Aber, lieber Herr Hardtwig, das kann und mu? man ja zu Ihrem Ruhm sagen: Wenn einen irgendwie - und sei es nur irgendwie - die Geschichtswissenschaft interessiert, ist es eigentlich gar nicht m?glich, an Ihnen vorbeizukommen. Sie ziehen einen ins Gespr?ch, in die Diskussion, mit Ihren gro?en 金贝棋牌 (da mu? ich ja nur das Stichwort "Bürgerliche Gesellschaft" nennen …) und natürlich auch mit Ihren Thesen - beispielsweise mit dem vorsichtigen Versuch, die historische Sozialgeschichte hin zur Kulturgeschichte zu ?ffnen, wenigstens hin zur politischen Kulturgeschichte, ungeachtet aller Blitze, die manchmal aus der Bielefelder Steppe gegen die Kulturgeschichte geschleudert werden.

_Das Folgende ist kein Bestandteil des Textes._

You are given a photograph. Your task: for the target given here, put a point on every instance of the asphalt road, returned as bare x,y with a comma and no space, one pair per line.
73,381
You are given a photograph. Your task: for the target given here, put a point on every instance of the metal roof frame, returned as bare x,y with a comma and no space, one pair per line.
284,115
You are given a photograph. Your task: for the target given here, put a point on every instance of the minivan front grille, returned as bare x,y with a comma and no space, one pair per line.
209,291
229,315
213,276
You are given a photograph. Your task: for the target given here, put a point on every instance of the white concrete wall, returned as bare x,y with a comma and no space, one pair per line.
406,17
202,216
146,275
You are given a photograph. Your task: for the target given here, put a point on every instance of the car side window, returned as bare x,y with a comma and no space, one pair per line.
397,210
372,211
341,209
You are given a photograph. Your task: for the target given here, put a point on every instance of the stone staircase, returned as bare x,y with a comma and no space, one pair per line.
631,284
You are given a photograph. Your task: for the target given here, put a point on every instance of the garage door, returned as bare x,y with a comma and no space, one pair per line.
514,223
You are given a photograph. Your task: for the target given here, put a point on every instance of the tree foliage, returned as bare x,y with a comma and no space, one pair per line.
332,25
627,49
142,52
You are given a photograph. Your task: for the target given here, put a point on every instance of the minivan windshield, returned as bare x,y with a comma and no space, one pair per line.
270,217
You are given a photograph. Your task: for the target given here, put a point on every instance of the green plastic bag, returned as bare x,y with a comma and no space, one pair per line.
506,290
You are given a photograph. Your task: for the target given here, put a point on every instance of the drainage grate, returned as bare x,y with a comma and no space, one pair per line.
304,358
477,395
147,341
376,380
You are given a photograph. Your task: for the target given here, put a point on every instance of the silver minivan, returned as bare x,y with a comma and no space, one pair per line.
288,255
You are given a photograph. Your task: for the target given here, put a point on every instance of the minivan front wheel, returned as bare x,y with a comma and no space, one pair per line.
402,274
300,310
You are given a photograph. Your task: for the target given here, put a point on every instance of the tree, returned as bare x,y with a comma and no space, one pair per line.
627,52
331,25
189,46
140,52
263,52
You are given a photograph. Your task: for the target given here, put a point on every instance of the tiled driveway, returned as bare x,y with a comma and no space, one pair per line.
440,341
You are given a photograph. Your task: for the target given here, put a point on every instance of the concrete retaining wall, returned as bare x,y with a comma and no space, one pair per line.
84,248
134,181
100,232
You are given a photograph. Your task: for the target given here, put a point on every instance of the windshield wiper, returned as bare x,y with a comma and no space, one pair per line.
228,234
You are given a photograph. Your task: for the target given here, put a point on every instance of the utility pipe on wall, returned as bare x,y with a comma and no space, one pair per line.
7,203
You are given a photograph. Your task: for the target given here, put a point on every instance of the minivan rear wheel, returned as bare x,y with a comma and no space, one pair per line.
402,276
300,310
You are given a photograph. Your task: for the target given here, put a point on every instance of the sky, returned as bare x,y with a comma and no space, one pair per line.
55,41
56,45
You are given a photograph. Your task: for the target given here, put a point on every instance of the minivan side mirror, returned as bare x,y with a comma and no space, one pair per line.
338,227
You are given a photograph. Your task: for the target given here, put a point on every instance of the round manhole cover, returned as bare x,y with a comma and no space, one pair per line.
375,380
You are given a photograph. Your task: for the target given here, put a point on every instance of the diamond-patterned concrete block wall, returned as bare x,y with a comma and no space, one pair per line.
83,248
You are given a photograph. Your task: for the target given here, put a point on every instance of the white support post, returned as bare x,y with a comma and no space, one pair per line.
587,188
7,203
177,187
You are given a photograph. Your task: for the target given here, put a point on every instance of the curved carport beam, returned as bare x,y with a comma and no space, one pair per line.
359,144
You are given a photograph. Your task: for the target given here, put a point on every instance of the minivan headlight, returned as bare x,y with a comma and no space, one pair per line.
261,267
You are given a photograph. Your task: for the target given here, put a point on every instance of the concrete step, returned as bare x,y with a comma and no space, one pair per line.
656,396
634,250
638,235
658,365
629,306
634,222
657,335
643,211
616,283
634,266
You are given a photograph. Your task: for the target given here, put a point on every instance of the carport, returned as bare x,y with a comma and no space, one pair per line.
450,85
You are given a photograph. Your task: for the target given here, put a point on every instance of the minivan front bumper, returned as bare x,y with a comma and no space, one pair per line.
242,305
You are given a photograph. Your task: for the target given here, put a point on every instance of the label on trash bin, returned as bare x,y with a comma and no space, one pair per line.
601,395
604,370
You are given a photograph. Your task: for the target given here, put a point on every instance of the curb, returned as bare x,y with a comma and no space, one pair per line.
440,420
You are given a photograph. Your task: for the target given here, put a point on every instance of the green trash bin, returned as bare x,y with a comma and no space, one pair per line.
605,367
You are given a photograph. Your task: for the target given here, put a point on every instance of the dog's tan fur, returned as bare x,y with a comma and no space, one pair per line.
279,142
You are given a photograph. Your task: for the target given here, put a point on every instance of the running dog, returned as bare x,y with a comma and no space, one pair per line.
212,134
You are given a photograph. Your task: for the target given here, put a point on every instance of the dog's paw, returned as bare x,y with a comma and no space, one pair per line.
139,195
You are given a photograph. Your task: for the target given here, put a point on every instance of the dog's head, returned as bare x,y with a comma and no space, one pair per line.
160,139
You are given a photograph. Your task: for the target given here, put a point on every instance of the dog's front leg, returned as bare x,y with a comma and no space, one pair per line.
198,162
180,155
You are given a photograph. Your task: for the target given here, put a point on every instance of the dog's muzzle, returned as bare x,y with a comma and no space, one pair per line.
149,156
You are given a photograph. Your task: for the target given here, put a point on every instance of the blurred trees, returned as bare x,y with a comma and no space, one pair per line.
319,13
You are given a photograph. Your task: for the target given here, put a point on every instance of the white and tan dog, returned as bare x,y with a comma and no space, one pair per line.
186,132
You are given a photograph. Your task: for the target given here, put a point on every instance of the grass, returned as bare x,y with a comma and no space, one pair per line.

Oder, das mu? im Jubil?umsdoppeljahr unserer Universit?t noch erw?hnt werden, mit Ihren im eigentlichen Sinne universit?tsgeschichtlichen Beitr?gen, in denen jedenfalls nicht dem Mythos einer schlechterdings einzigartigen, gleichsam vom Humboldtschen Ideenhimmel gefallenen Alma Mater Berolinensis das Wort geredet wird

Mit alledem, als akademischer Lehrer und Forscher, haben Sie zum Ruhme des Historischen Institutes der Humboldt-Universit?t beigetragen und deswegen gratulieren an Ihrem Geburtstag nicht nur dieses Institut, Ihre Freunde und Kollegen, sondern eben auch der Pr?sident dieser Universit?t - nicht leibhaft, weil er leider trotz aller Bemühungen verhindert ist, aber immerhin mit diesen unvollkommenen Versuchen, seine bleibenden Eindrücke von Ihren Arbeiten anzudeuten. Da? Sie und ein ganzes Auditorium solche Versuche geduldig angeh?rt haben, erfüllt den abwesenden Pr?sidenten auch in der Ferne mit Dankbarkeit. Er entbietet Ihnen herzlichste Glück- und Segenswünsche, der ganzen Veranstaltung wünscht er aber einen guten Verlauf.